Sandra ClarkLet's Talk, Northeast Knox

A friend had a great idea. This is akin to the great ideas that Jesse Butcher had back in the day when he would drop by the newspaper office with a bushel of gourd seeds.


“No, don’t take MY picture,” he would say. “Just shoot the basket.”

Gotta have people in the picture, I would say.

“Well, OK, if you’ve gotta,” he would grumble.

And then we’ve a picture of a guy with a bushel basket. The seeds are too small to see. And they’re not for sale. No, Jesse is taking them to Mynatt Brothers Hardware to give away.

“You plant these and raise the gourds,” said Jesse. “And then you hollow them out in the fall and carve a small hole and hang them from a tree or pole. And in the spring, purple martins will fly in and make nests. And those martins will eat every mosquito in your yard.”

So, this week was a flashback with a technology/coronavirus update.

My friend from Corryton emailed that he’s got a great idea. “But don’t use my name,” he said. “This is not about credit; it is about community.”

My friend, let’s call him Jim, had a three-fer.

First, he would show appreciation for the Rural Metro Fire team at Gibbs by buying their lunch. “They are on the front lines when it comes to disasters such as fires, car wrecks, sickness. Think about it. They run toward the problem, not away. They are there to help in any issue that comes up, putting themselves in harm’s way to protect us and our property.”

He would buy from community businesses “that could use some help during this time in America.” Jim chose B&G Catering for the meal. “B&G has not had any catering work since the pandemic started. It is more than a catering business. They opened their doors (before the pandemic) on Sunday to allow a church service. They also host some clubs and community meetings.

“We used Midway IGA for desserts and drinks,” said Jim. “The reason is that Joe and Dale Longmire have been delivering supplies to people that are too sick or are afraid to get out.

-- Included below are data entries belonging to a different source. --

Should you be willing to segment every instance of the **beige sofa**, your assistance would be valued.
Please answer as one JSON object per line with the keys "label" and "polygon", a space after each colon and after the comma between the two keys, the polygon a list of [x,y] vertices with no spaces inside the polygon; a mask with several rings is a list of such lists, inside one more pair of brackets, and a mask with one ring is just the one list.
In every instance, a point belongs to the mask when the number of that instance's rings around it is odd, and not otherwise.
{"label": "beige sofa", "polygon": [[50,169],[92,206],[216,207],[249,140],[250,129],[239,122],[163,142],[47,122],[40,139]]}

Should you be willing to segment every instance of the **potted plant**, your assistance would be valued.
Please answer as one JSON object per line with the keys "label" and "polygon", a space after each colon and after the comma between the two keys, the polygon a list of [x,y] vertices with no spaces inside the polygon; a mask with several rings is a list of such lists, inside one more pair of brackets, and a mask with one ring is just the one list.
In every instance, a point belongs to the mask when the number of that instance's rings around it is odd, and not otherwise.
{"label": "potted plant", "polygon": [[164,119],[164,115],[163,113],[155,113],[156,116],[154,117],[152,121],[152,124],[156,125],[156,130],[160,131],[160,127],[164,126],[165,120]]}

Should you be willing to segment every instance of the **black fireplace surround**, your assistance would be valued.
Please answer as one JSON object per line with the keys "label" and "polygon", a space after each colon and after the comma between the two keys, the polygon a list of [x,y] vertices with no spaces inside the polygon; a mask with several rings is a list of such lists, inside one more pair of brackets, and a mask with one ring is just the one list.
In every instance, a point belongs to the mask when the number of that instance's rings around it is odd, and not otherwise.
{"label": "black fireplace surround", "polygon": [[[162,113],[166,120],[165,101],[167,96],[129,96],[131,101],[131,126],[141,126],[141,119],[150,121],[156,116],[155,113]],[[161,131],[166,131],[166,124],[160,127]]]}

“These two businesses are just the ones used. There are plenty more businesses that help in the community. And these businesses are what make a community, helping each other and working together.”

Third, he challenged two others to do the same. Jim challenged Knox County Commissioners Justin Biggs and Richie Beeler. “If Justin and Richie do the same three things above, we will have a movement and our communities can grow stronger and America can grow stronger and rebound from this pandemic.

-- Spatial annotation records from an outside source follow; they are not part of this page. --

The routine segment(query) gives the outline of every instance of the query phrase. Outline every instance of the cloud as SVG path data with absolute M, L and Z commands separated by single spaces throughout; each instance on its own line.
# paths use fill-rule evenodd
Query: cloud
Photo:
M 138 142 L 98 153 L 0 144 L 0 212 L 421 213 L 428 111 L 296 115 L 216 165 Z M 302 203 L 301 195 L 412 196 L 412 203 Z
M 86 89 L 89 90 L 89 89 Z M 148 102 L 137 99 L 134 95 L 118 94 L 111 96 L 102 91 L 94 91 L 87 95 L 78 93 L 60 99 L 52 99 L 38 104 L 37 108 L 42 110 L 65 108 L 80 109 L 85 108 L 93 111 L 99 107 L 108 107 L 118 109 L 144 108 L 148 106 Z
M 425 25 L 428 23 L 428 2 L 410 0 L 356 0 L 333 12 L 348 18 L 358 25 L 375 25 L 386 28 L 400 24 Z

“Take the challenge and then challenge others. Thank the ones that put their lives on the line for us.”

With that, “Jim” reiterated not to use his name and ended with, “Pictures to follow.”

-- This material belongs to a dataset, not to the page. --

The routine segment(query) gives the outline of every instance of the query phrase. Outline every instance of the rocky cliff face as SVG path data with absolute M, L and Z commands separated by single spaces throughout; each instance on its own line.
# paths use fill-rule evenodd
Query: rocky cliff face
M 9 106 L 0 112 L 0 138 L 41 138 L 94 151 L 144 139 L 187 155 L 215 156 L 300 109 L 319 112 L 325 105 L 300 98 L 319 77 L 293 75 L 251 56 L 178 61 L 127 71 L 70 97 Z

I’m pretty sure I had asked for closeups and names.

Here’s what I got, with no names.

Then I thought. This is what matters. It’s not about the federal government sending money to save us. It’s exactly what it’s always been. Neighbors helping neighbors; neighbors buying from neighbors. It’s as simple as buying lunch for some first responders, buying from local stores and challenging two others to do the same.

Jim is correct. We can save America. So, let’s to it, people. Right, Dennis Jones?